If this descriptor also wanted the related items at the top level, it could set the bindings column to {"related": "page.related"} -- lifting the nested related list out of page and exposing it as related. (The seeded article keeps everything under page; this is just how bindings would be used.)

Worked example 2 -- the homepage

[{"bind": "main", "call": "lists", "params": {"kind": "homepage", "limit": 30}}]

Route: "/". A visitor opens the site root.

  1. Route match. / matches the homepage descriptor. There are no {...} captures in this route, so nothing is interpolated.
  2. call: "lists" -- ask the lists API call (it returns a list of content).
  3. params -- kind: "homepage" selects which list (the homepage feed), and limit: 30 asks for up to 30 items. Both are literals -- no braces, no substitution.
  4. required is omitted. The homepage feed is the page's reason to exist, so it is treated as essential.
  5. bind: "main" -- store the returned feed under the name main. The homepage layout element renders the cards from main.
  6. Build + wrap, cached for ttl = 120s (the homepage changes often).

This same shape is reused by the search descriptor (route /search), which the seed notes is a placeholder to refine later.

Worked example 3 -- the author page (two sources)

The author page needs two different things: the list of the author's articles, and the author's own profile (bio, headshot).

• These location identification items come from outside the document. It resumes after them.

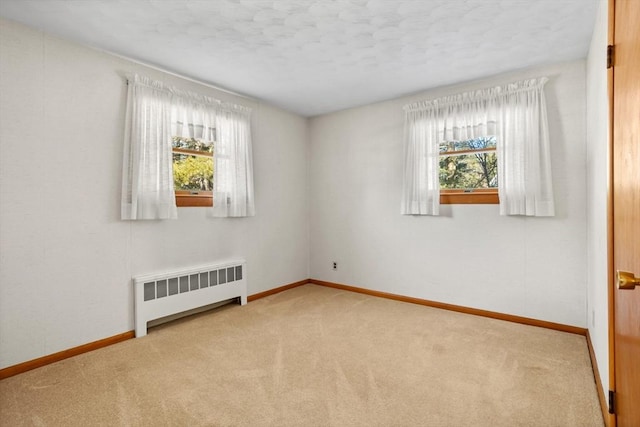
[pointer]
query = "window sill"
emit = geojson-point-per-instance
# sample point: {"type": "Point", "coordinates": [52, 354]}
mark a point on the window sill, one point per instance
{"type": "Point", "coordinates": [477, 197]}
{"type": "Point", "coordinates": [189, 199]}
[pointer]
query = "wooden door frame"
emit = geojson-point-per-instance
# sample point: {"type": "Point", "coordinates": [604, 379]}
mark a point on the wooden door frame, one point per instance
{"type": "Point", "coordinates": [611, 420]}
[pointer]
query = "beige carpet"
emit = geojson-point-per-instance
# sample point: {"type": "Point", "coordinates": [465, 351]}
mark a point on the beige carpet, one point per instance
{"type": "Point", "coordinates": [314, 356]}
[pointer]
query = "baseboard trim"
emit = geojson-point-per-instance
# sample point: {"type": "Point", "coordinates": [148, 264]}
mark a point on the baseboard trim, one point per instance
{"type": "Point", "coordinates": [105, 342]}
{"type": "Point", "coordinates": [64, 354]}
{"type": "Point", "coordinates": [604, 406]}
{"type": "Point", "coordinates": [277, 290]}
{"type": "Point", "coordinates": [458, 308]}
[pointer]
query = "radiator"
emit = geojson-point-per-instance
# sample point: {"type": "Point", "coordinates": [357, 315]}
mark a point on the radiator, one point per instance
{"type": "Point", "coordinates": [166, 294]}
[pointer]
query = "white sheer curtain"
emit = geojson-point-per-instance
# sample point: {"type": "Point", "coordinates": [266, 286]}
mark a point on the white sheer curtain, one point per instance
{"type": "Point", "coordinates": [233, 168]}
{"type": "Point", "coordinates": [524, 158]}
{"type": "Point", "coordinates": [156, 113]}
{"type": "Point", "coordinates": [515, 114]}
{"type": "Point", "coordinates": [421, 184]}
{"type": "Point", "coordinates": [147, 184]}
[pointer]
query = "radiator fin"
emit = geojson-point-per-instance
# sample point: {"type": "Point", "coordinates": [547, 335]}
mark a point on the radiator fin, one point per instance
{"type": "Point", "coordinates": [174, 285]}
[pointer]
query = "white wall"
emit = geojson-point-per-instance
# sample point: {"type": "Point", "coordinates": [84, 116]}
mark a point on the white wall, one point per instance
{"type": "Point", "coordinates": [470, 256]}
{"type": "Point", "coordinates": [597, 160]}
{"type": "Point", "coordinates": [66, 258]}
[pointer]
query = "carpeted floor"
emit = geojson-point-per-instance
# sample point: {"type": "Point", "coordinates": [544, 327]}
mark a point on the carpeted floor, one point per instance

So its sources has two entries:

[
  {"bind": "list",   "call": "lists",   "params": {"kind": "author", "author_slug": "{slug}"}},
  {"bind": "author", "call": "authors", "params": {"slug": "{slug}"}}
]

Route: "/author/{slug}". A visitor opens /author/jane-doe, so slug = jane-doe.

  1. Route match. Captures slug = jane-doe.
  2. First source -- call: "lists", with kind: "author" (the author-feed list) and author_slug: "{slug}"author_slug: "jane-doe". The answer is stored under bind: "list" (the author's articles).
  3. Second source -- call: "authors", with slug: "{slug}"slug: "jane-doe". The answer is stored under bind: "author" (the profile).
  4. Two names, one page. The author layout element now has both list (the articles) and author (the bio/headshot) available, and renders them together. Cached for ttl = 900s.

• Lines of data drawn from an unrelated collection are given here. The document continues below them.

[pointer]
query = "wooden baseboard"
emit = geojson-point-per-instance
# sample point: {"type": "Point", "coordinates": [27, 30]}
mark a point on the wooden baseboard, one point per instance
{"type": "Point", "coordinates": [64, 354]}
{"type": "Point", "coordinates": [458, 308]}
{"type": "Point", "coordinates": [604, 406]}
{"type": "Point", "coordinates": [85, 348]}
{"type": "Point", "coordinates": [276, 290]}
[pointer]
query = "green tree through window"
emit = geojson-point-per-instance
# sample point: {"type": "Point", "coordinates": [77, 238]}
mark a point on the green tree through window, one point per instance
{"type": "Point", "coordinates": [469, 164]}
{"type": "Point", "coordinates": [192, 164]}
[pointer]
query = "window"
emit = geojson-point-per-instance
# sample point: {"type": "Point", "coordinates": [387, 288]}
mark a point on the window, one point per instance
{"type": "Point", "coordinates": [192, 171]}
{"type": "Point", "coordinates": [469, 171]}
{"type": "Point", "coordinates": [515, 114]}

This is the pattern repeating: one entry per piece of data the page needs, each with its own bind name. A page can have zero sources (the static legal pages), one (homepage, article, category), or several (author).

Required vs optional, restated

  • A source with required: true (or a must-have source with required omitted) fails the page if its call fails -- correct for the article's page and the homepage's main, because the page is pointless without them.
  • A source with required: false degrades to null on failure and the page still renders -- correct for a nice-to-have widget (e.g. a trending sidebar) that should never take the whole page down.

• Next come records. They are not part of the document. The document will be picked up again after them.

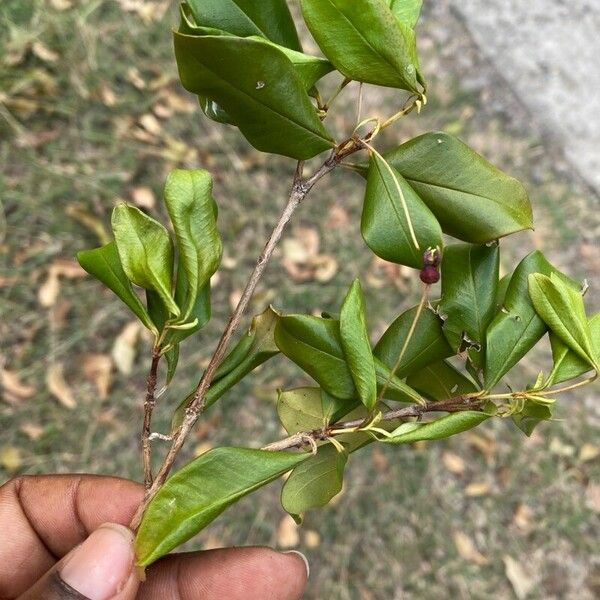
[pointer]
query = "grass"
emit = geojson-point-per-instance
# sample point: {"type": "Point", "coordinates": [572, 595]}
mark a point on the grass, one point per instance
{"type": "Point", "coordinates": [95, 113]}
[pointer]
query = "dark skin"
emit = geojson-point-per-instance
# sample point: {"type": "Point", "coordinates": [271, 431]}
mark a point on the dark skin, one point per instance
{"type": "Point", "coordinates": [43, 518]}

How this maps back to the table

Everything above is stored in one page_types row:

  • routes -- the URL patterns and their {captures}.
  • sources -- the list of {bind, call, params, required} entries walked here.
  • bindings -- optional dotted-path lifts into a fetched source.
  • layout -- which content elements render the bound data.
  • ttl -- how long the finished page is cached.

No code file per page. One generic loop, driven by data.